Here $a$ is the Mie scatterer's radius ($a \ll \lambda$ for Rayleigh scattering), and $\hat{n}$ is the ratio of the particle's refractive index to that of the medium the particle is steeped in (in general complex, because the discussion is mainly about metal particles, but the theory is perfectly general). The $p_0$ formula assumes that the incident field has an electric field vector of unit amplitude, and Born and Wolf use Gaussian units. So beware to make the right conversion factor! The moment in general of course scales linearly with the incident electric field.


So you just look up the Maxwell equation solutions for the small dipole and use the recipe above to set the dipole moment in your formulas.


For Rayleigh scattering from a general shape rather than a sphere, the above will hold just as well but with an effective radius $a = \sqrt[3]{\frac{3 V}{4 \pi}}$, where $V$ is the scatterer's volume. This is because the particle just "looks like a dipole" to the electromagnetic field, whose wavelength is too big to "see" the details of the particle's shape: it simply sees that there is a "volume of stuff" at the origin. So, the scattered field from $N$ tiny spheres in a small volume at the origin will give $N$ times the scattered field (to first order, where the scattered field from one sphere is too small to influence the behaviour of another), by linearity of Maxwell's equations. Therefore, we'll get the right answer if we replace $a$ by a calibrated scaling of the cube root of the particle's volume.


Thanks for asking the question.
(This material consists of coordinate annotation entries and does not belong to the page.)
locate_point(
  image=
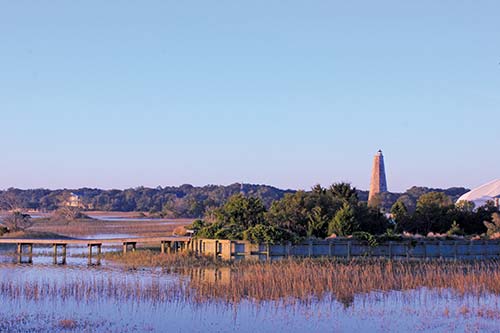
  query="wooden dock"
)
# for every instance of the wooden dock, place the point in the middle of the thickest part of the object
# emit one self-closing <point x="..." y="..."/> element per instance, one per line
<point x="25" y="246"/>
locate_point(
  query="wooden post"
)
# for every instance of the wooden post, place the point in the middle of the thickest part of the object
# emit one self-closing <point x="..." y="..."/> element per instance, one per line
<point x="54" y="247"/>
<point x="64" y="252"/>
<point x="90" y="253"/>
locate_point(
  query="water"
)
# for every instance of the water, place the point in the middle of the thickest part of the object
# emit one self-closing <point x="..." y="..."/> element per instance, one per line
<point x="109" y="298"/>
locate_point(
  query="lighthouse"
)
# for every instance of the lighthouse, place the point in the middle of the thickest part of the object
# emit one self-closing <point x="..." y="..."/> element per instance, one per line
<point x="378" y="182"/>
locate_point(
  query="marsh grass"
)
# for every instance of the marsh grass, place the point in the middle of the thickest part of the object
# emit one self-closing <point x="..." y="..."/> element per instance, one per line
<point x="201" y="279"/>
<point x="153" y="258"/>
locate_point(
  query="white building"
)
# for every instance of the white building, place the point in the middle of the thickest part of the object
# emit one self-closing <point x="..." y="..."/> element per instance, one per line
<point x="481" y="195"/>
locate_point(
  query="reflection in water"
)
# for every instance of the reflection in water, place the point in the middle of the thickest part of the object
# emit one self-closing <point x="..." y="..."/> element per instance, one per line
<point x="47" y="297"/>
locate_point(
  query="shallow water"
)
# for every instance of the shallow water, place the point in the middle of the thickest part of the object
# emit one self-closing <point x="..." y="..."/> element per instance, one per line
<point x="76" y="297"/>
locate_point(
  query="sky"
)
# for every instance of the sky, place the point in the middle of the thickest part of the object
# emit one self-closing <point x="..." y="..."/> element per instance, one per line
<point x="119" y="94"/>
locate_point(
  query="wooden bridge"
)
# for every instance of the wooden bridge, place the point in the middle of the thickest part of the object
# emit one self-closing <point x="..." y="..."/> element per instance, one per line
<point x="25" y="246"/>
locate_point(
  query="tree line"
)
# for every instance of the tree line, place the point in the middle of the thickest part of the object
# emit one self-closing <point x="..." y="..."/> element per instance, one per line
<point x="183" y="201"/>
<point x="338" y="211"/>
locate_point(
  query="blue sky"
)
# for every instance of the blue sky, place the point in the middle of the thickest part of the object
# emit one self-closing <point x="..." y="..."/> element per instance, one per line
<point x="117" y="94"/>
I'm ashamed to say I've never really thought about it, but now that you mention it, I think you can see this effect when you are riding in an aeroplane: the blue cast of the sky looks layered and the blueness looking horizontally out of the window seems less bright than it does if you cast your gaze almost horizontally but slightly towards the ground or sky (i.e. you get less scattering from scatterers at your selfsame height above ground).